Where does PCI-E link-width negotiation occur?
I'm trying to diagnose an underperforming PCI-E card in my system, and I've realized that it's negotiating the wrong link-width. Specifically, from running lspci -vv
, I see:
LnkCap: Port #1, Speed 8GT/s, Width x8, ASPM L1, Exit Latency L0s <4us, L1 <4us
ClockPM- Surprise- LLActRep- BwNot-
while
LnkSta: Speed 8GT/s, Width x4, TrErr- Train- SlotClk- DLActive- BWMgmt- ABWMgmt-
My question is: does this negotiation happen at the hardware level or at the software level? Put another way, does the card negotiate directly with the PCI-E slot, or does this happen somewhere in the drivers?
(If this turns out to be an obvious answer, please forgive me...after trying to diagnose this for a week, my mind is a bit fried.)
Solution 1:
It's done at the electrical level, not by software. The two registers you've listed above, LNK_CAP and LNK_STA are what you correctly noted as 'Here's what the link is capable of' and 'Here the current status'. There is also SLT_CAP and SLT_STA, which may be worth a look as that is specific to a given 'slot' in the machine.
The PCIe spec defines a LTSSM -- Link Training and Status State Machine. At the PHY/device level, this is what determine the maximum speed both devices support, the maximum link width both devices support, and this is also where polarity reversal / lane reversal is handled (to make layout easier for us, the spec allows P/N to be swapped, etc.).
The devices send known, ordered sets of symbols to each other and the hardware works its way up from 2.5GT/s. There are speed change commands that can be sent to each other, and here is where the channel equalization settings are also defined.

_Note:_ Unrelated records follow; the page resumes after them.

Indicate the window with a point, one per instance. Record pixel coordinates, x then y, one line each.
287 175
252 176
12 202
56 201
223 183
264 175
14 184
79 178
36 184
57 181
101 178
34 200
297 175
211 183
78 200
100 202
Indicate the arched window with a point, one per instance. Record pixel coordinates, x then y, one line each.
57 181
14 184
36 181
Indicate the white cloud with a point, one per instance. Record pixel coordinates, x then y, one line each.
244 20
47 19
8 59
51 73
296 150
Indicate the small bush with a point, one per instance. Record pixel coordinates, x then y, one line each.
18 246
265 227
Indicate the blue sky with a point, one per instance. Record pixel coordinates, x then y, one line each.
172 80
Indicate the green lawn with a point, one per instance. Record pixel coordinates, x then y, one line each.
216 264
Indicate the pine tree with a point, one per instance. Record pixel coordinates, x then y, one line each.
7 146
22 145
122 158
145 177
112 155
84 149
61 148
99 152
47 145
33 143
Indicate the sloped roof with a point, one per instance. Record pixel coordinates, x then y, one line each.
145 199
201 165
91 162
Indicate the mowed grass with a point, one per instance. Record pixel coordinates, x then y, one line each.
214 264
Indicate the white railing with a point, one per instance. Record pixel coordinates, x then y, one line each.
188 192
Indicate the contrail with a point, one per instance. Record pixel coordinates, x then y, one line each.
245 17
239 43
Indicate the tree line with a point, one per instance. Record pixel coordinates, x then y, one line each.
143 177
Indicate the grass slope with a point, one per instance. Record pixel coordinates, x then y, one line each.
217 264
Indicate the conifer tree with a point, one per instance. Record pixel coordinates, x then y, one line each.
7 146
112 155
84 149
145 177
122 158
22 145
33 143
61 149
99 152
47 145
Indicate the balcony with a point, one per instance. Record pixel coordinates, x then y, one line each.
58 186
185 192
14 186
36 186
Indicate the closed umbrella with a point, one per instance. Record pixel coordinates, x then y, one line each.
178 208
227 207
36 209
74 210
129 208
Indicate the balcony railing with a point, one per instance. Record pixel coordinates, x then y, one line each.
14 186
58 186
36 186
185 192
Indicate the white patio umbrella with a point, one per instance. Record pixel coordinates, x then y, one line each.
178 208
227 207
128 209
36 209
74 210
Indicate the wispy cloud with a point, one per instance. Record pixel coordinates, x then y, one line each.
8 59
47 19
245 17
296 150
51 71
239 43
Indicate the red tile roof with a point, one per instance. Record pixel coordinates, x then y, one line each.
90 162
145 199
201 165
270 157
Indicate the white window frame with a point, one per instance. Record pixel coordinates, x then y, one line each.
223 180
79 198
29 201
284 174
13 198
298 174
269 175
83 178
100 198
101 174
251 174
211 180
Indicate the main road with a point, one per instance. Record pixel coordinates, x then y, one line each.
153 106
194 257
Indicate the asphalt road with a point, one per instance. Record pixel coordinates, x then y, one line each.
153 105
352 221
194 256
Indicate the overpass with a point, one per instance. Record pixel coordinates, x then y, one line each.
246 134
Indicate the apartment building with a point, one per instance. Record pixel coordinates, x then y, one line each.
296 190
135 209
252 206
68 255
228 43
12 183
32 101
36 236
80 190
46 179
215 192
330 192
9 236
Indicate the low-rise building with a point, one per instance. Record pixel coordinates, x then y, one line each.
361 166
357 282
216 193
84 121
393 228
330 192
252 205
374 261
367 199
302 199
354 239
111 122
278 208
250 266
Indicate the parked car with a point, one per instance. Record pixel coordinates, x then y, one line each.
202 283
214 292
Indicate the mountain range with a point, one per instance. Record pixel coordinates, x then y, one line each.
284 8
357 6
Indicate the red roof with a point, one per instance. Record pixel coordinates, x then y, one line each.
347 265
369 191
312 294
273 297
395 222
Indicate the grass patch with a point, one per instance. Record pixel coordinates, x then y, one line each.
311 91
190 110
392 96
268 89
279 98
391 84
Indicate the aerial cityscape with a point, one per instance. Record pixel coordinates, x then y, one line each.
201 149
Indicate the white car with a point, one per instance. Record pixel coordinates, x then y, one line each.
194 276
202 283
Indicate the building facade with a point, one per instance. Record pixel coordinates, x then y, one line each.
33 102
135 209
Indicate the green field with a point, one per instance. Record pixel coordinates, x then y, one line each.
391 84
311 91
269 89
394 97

If you're linking up at the wrong speed, it may be possible that the PCIe root port is configured wrong, or that there's a signal integrity issue forcing a lower link width. In my experience, if you were linking up at 5 GT/s instead of 8 GT/s, that's more of a SI issue -- linking up at x4 8 GT/s instead of x8 8 GT/s seems like a configuration issue, or perhaps adding a card to a slot that doesn't support x8 width.
The root complex capabilities register (Offset 04h) will reveal the maximum supported width, that might help with your diagnostics. IIRC, -x will dump the first 4K of config space, -xx or -xxx will dump the PCIe extended config space. If you dump your entire config space here / pastebin it, I can dig through it for you possibly, but Linux does a decent job of decoding what the registers do.